Era un amor tan puro, fuerte y real, que la misma diosa Afrodita sintió celos de él. Ella, como diosa, no entendía que un amor entre
dos mortales pudiese tener esa fuerza.
Los celos no son buenos consejeros, y la diosa decidió demostrar al resto de mortales e inmortales, que ese amor no era tan sólido como parecía. Seductora, se presentó bella e incitadora ante el Sol, que por aquél entonces, era
solo un joven más.
Afrodita no estaba preparada para la respuesta del Sol, que confirmó a la diosa que era la mujer más bella y dulce que jamás había visto, pero que su corazón
pertenecía a su amada Luna, su amada mujer.
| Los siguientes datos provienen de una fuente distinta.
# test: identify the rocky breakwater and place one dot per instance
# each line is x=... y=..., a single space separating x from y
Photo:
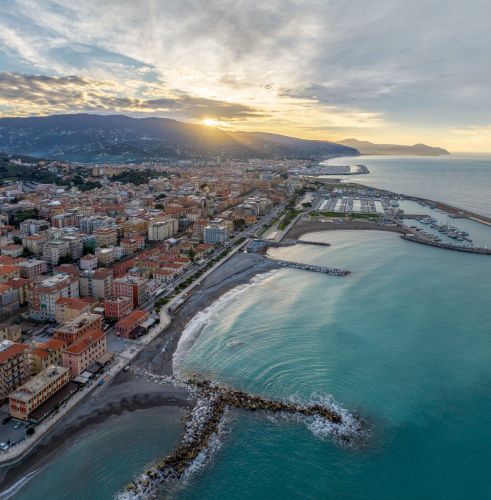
x=204 y=423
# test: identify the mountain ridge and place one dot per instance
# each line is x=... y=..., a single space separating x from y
x=371 y=148
x=94 y=138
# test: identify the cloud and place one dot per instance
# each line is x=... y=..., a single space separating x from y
x=41 y=94
x=310 y=65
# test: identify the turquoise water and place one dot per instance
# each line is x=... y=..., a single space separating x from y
x=105 y=458
x=460 y=180
x=405 y=341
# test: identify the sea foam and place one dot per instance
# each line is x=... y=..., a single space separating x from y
x=198 y=323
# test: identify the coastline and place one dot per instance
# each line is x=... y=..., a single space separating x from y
x=128 y=392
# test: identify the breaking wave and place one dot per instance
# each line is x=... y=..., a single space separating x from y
x=197 y=324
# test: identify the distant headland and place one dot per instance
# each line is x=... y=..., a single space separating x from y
x=370 y=148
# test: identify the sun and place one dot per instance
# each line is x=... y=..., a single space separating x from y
x=210 y=122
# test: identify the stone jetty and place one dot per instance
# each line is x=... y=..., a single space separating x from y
x=203 y=425
x=332 y=271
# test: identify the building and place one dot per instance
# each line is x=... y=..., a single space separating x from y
x=42 y=295
x=31 y=268
x=68 y=308
x=160 y=230
x=12 y=250
x=22 y=287
x=214 y=233
x=117 y=307
x=39 y=389
x=132 y=245
x=88 y=262
x=131 y=286
x=8 y=272
x=134 y=227
x=33 y=226
x=75 y=245
x=54 y=250
x=75 y=329
x=45 y=354
x=85 y=351
x=106 y=236
x=10 y=332
x=34 y=243
x=126 y=325
x=9 y=299
x=106 y=256
x=14 y=366
x=97 y=283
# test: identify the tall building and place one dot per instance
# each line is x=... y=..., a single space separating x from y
x=85 y=351
x=161 y=229
x=42 y=295
x=75 y=329
x=39 y=389
x=106 y=236
x=214 y=233
x=97 y=283
x=131 y=286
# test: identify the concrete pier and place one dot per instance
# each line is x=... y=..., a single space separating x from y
x=332 y=271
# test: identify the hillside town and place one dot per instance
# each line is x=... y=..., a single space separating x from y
x=88 y=260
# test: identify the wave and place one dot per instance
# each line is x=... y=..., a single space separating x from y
x=198 y=323
x=16 y=487
x=353 y=430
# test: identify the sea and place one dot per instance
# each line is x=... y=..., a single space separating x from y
x=463 y=180
x=404 y=341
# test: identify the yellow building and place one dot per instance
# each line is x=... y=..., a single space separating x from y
x=35 y=392
x=45 y=354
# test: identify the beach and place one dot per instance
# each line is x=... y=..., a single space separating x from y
x=129 y=391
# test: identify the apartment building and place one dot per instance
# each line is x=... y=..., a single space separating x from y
x=32 y=394
x=73 y=330
x=45 y=354
x=31 y=268
x=117 y=307
x=42 y=295
x=131 y=286
x=106 y=236
x=8 y=272
x=97 y=283
x=161 y=229
x=68 y=308
x=14 y=366
x=85 y=351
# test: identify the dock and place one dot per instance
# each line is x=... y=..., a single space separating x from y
x=331 y=271
x=447 y=246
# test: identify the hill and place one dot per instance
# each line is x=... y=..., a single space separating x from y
x=369 y=148
x=96 y=138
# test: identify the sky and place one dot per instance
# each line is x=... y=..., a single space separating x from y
x=387 y=71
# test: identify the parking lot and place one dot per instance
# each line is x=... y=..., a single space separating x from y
x=8 y=433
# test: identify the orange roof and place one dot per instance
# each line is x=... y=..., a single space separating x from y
x=83 y=343
x=132 y=318
x=40 y=353
x=13 y=350
x=72 y=302
x=51 y=344
x=8 y=269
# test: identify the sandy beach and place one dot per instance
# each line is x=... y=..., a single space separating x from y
x=130 y=392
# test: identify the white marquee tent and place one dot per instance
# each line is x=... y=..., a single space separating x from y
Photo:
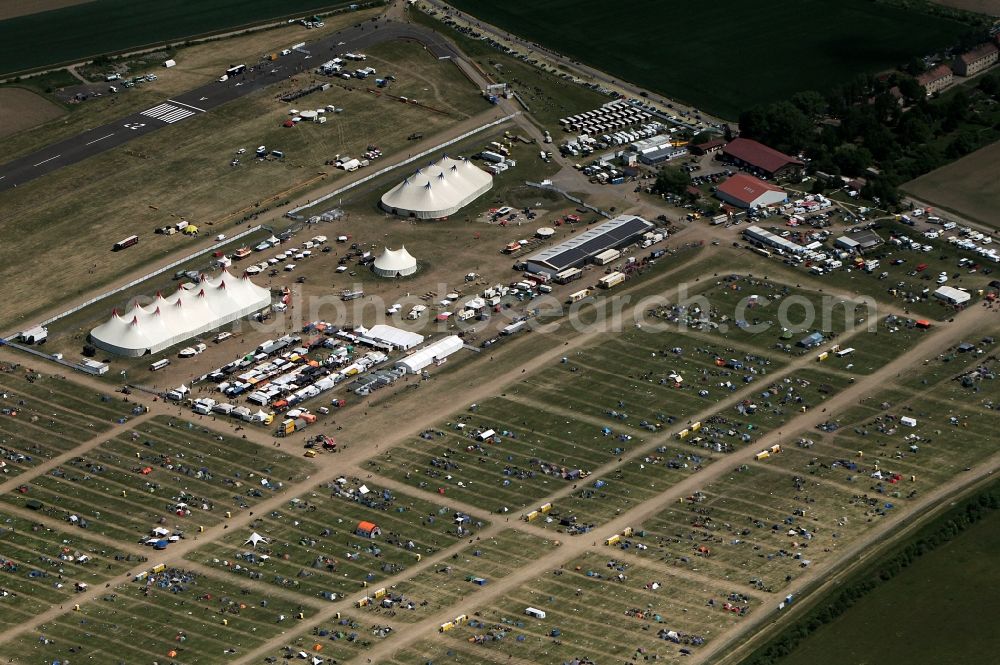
x=395 y=263
x=167 y=321
x=438 y=190
x=434 y=352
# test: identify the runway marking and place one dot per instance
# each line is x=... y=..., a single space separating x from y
x=47 y=160
x=188 y=105
x=168 y=113
x=100 y=139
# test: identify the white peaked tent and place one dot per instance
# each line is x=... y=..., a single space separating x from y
x=256 y=538
x=212 y=302
x=439 y=189
x=395 y=263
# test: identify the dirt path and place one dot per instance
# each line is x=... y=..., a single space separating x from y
x=575 y=547
x=331 y=466
x=943 y=338
x=41 y=469
x=465 y=385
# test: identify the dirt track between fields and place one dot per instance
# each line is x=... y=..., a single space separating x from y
x=419 y=411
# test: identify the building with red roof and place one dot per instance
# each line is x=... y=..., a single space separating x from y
x=745 y=191
x=936 y=79
x=757 y=157
x=707 y=147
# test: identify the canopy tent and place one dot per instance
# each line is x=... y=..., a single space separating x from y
x=255 y=538
x=439 y=189
x=395 y=263
x=167 y=321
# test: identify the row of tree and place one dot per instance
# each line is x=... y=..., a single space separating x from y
x=941 y=531
x=884 y=123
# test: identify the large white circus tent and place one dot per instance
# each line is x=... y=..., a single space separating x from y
x=189 y=311
x=395 y=263
x=438 y=190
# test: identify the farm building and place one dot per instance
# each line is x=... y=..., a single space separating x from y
x=952 y=296
x=368 y=530
x=395 y=263
x=191 y=310
x=760 y=158
x=582 y=247
x=438 y=190
x=745 y=191
x=976 y=60
x=394 y=337
x=936 y=79
x=708 y=147
x=764 y=237
x=430 y=354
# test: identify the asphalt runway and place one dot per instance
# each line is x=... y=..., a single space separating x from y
x=187 y=106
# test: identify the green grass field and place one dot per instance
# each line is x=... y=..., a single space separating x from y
x=944 y=592
x=725 y=56
x=964 y=187
x=117 y=25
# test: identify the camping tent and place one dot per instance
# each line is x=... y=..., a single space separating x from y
x=255 y=538
x=368 y=529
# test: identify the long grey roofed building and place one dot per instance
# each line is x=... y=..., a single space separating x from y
x=584 y=246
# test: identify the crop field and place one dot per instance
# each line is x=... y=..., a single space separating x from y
x=184 y=171
x=452 y=582
x=117 y=25
x=173 y=616
x=312 y=546
x=655 y=614
x=858 y=37
x=24 y=109
x=549 y=96
x=40 y=566
x=166 y=469
x=963 y=186
x=42 y=416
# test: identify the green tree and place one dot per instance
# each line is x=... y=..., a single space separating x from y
x=811 y=103
x=672 y=180
x=913 y=128
x=852 y=159
x=910 y=89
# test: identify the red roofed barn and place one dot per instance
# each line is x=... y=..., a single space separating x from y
x=758 y=157
x=936 y=79
x=745 y=191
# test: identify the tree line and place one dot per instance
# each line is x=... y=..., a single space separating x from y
x=883 y=128
x=939 y=532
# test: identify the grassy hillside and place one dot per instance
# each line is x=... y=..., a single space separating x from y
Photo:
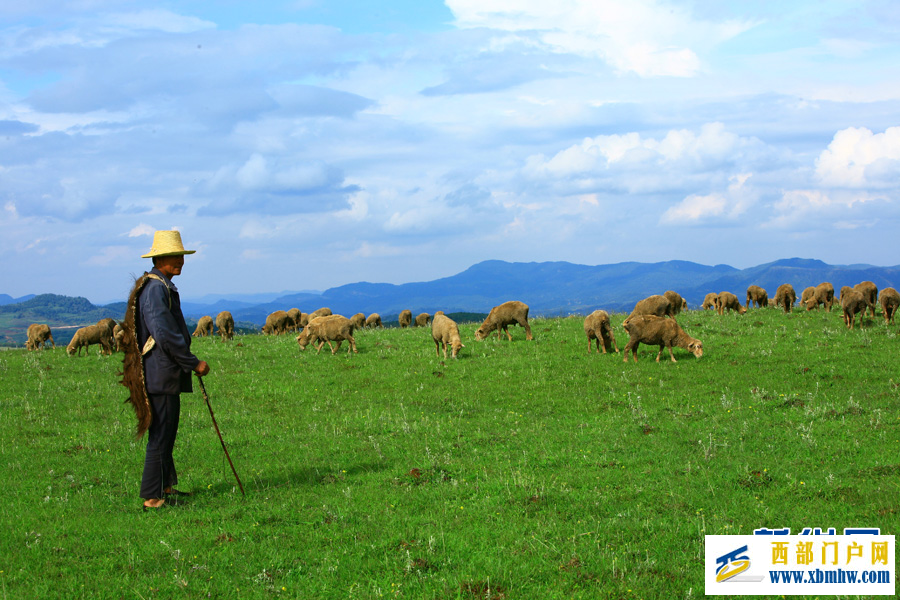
x=521 y=470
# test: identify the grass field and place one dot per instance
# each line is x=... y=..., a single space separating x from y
x=521 y=470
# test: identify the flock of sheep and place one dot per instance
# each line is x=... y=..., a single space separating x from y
x=651 y=322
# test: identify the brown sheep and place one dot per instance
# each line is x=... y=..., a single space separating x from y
x=276 y=323
x=89 y=335
x=728 y=301
x=295 y=317
x=204 y=327
x=225 y=324
x=870 y=293
x=119 y=337
x=785 y=297
x=825 y=290
x=653 y=305
x=501 y=316
x=330 y=328
x=38 y=334
x=853 y=302
x=444 y=332
x=322 y=312
x=890 y=301
x=678 y=303
x=758 y=295
x=653 y=330
x=597 y=327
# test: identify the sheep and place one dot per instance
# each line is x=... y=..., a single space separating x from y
x=597 y=327
x=825 y=290
x=322 y=312
x=38 y=334
x=225 y=324
x=653 y=305
x=503 y=315
x=330 y=328
x=89 y=335
x=808 y=293
x=678 y=303
x=758 y=295
x=710 y=301
x=276 y=323
x=119 y=337
x=204 y=327
x=785 y=296
x=853 y=302
x=822 y=294
x=653 y=330
x=870 y=293
x=728 y=301
x=890 y=301
x=295 y=317
x=444 y=332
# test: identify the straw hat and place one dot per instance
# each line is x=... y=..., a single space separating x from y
x=167 y=243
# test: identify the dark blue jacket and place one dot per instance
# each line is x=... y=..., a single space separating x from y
x=168 y=366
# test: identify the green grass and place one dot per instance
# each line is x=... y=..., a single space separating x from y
x=521 y=470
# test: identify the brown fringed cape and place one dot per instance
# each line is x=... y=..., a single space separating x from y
x=133 y=365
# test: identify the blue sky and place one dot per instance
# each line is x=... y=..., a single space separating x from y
x=306 y=144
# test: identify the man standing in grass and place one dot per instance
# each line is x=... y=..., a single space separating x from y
x=163 y=342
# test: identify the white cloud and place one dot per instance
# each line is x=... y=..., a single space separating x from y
x=856 y=157
x=647 y=37
x=704 y=208
x=141 y=230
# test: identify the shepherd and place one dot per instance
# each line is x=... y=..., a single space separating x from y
x=158 y=364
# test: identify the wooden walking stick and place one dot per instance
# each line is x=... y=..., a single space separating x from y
x=216 y=425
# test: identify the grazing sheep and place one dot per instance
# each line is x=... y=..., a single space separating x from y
x=38 y=334
x=276 y=323
x=295 y=317
x=204 y=327
x=653 y=305
x=870 y=293
x=597 y=327
x=89 y=335
x=710 y=301
x=890 y=301
x=758 y=295
x=444 y=332
x=119 y=337
x=330 y=328
x=853 y=302
x=728 y=301
x=654 y=330
x=825 y=291
x=678 y=303
x=322 y=312
x=225 y=323
x=503 y=315
x=785 y=296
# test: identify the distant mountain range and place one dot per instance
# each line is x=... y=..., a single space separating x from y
x=549 y=288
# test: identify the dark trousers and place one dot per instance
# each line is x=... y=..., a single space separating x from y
x=159 y=467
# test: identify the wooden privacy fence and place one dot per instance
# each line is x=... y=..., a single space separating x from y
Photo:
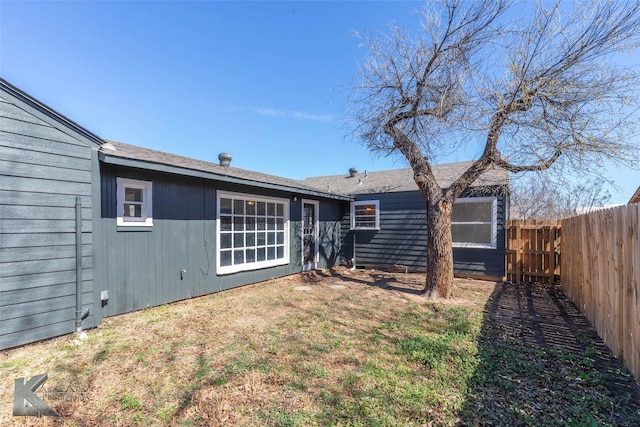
x=533 y=250
x=601 y=275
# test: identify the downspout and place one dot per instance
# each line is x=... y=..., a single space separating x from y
x=353 y=260
x=78 y=264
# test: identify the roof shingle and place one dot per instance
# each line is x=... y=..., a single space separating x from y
x=401 y=180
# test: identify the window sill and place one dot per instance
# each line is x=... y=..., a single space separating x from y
x=473 y=246
x=134 y=228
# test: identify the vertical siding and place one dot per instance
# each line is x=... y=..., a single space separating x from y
x=42 y=170
x=403 y=233
x=142 y=268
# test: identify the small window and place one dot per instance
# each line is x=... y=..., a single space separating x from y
x=134 y=203
x=474 y=222
x=365 y=215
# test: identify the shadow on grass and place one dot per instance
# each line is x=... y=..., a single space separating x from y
x=541 y=363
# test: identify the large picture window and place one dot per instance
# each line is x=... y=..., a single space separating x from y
x=365 y=215
x=474 y=222
x=134 y=203
x=252 y=232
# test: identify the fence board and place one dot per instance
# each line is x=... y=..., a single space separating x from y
x=601 y=275
x=533 y=250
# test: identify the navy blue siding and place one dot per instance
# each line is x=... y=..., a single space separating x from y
x=43 y=168
x=403 y=232
x=142 y=268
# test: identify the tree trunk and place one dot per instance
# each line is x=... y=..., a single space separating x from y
x=439 y=280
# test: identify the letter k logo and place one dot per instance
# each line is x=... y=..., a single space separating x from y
x=26 y=403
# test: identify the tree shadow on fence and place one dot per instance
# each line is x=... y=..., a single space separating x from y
x=541 y=363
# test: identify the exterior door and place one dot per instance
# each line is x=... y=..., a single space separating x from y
x=310 y=242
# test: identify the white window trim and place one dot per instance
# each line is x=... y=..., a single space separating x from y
x=494 y=223
x=376 y=203
x=147 y=203
x=258 y=264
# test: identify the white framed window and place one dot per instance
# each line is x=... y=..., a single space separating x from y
x=252 y=232
x=365 y=215
x=474 y=222
x=134 y=203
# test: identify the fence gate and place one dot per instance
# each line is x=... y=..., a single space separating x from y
x=533 y=250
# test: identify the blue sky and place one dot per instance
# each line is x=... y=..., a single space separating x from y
x=264 y=81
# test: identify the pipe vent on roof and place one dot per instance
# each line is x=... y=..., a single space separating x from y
x=225 y=159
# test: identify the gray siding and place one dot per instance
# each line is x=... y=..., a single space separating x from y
x=142 y=268
x=402 y=237
x=43 y=168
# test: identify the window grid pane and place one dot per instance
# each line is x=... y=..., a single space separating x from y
x=472 y=223
x=243 y=236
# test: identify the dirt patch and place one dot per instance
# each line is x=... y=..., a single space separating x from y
x=353 y=348
x=538 y=354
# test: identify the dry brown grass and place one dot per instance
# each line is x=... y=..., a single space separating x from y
x=272 y=353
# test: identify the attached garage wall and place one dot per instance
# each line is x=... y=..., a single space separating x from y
x=43 y=168
x=403 y=233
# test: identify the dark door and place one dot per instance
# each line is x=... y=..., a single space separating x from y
x=309 y=236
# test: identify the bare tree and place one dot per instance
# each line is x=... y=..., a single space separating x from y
x=538 y=197
x=525 y=94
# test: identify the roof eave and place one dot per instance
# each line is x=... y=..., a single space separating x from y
x=50 y=112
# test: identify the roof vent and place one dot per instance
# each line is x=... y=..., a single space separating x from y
x=108 y=146
x=225 y=159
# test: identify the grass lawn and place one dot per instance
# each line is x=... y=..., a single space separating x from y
x=336 y=348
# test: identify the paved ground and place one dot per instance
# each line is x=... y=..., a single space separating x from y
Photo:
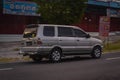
x=10 y=49
x=83 y=68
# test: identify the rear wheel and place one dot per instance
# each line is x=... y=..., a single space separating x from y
x=55 y=55
x=96 y=53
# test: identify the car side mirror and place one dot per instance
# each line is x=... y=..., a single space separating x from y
x=88 y=36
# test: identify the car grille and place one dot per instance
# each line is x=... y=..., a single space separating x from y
x=29 y=43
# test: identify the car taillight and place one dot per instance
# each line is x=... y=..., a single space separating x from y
x=39 y=41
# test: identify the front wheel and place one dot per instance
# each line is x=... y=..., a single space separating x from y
x=96 y=53
x=55 y=55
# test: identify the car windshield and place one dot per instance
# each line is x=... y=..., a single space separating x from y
x=30 y=32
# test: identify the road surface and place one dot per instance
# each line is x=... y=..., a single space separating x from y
x=79 y=68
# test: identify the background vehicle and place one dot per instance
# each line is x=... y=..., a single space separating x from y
x=56 y=41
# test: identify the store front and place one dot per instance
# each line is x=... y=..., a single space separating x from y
x=14 y=15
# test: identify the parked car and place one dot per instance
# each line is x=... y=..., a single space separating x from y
x=56 y=41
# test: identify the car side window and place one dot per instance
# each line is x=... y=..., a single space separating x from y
x=65 y=32
x=79 y=33
x=49 y=31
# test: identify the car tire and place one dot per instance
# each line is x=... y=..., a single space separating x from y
x=55 y=55
x=96 y=53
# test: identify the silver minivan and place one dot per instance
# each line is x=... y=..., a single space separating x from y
x=56 y=41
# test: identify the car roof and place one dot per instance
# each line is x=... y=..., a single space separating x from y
x=37 y=25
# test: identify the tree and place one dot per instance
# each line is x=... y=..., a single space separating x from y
x=61 y=11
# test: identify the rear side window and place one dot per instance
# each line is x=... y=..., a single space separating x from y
x=79 y=33
x=65 y=32
x=49 y=31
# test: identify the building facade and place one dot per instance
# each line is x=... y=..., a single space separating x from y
x=14 y=15
x=98 y=8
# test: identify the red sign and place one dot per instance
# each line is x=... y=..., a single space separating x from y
x=104 y=26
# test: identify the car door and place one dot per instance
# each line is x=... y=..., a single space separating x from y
x=82 y=41
x=66 y=39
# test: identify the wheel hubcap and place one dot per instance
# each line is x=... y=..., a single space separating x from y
x=97 y=52
x=56 y=56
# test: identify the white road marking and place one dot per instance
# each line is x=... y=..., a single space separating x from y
x=5 y=69
x=113 y=58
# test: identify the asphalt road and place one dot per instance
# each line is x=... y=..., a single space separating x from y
x=80 y=68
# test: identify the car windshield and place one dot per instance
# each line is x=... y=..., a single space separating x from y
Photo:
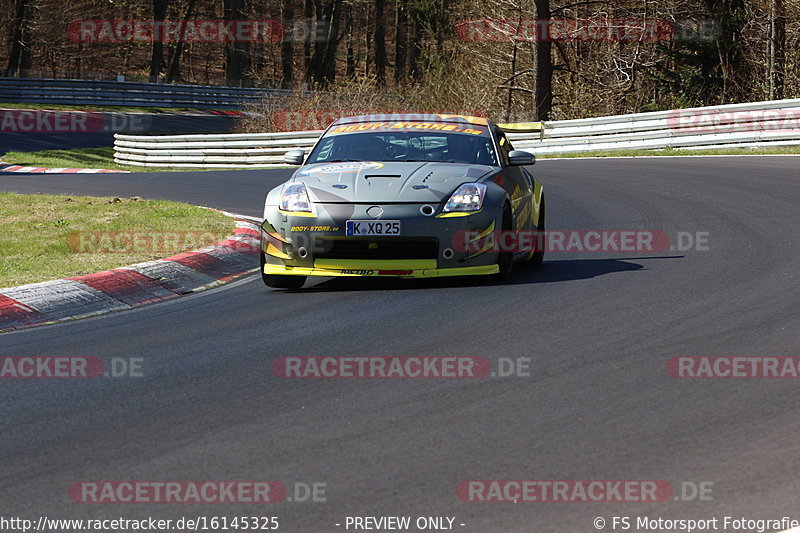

La diosa enfureció, pues no había conseguido más que
comprobar que, en efecto, el amor entre el Sol y la Luna superaba todos
los obstáculos y era fuerte y hermoso. Un amor que superaba incluso al de
los dioses. Enfadada, mandó separarlos para siempre.
El hombre solo podría
salir de día y la mujer de noche. De esa forma no podrían coincidir y se
consumiría la llama del amor. Pero ese bendito amor no se terminó y ello
conmovió a Zeus, que al no poder contradecir la orden dada por Afrodita,
decidió hacer algunos cambios. Les dio la oportunidad de ver sus rostros, aunque solo fuesen instantes.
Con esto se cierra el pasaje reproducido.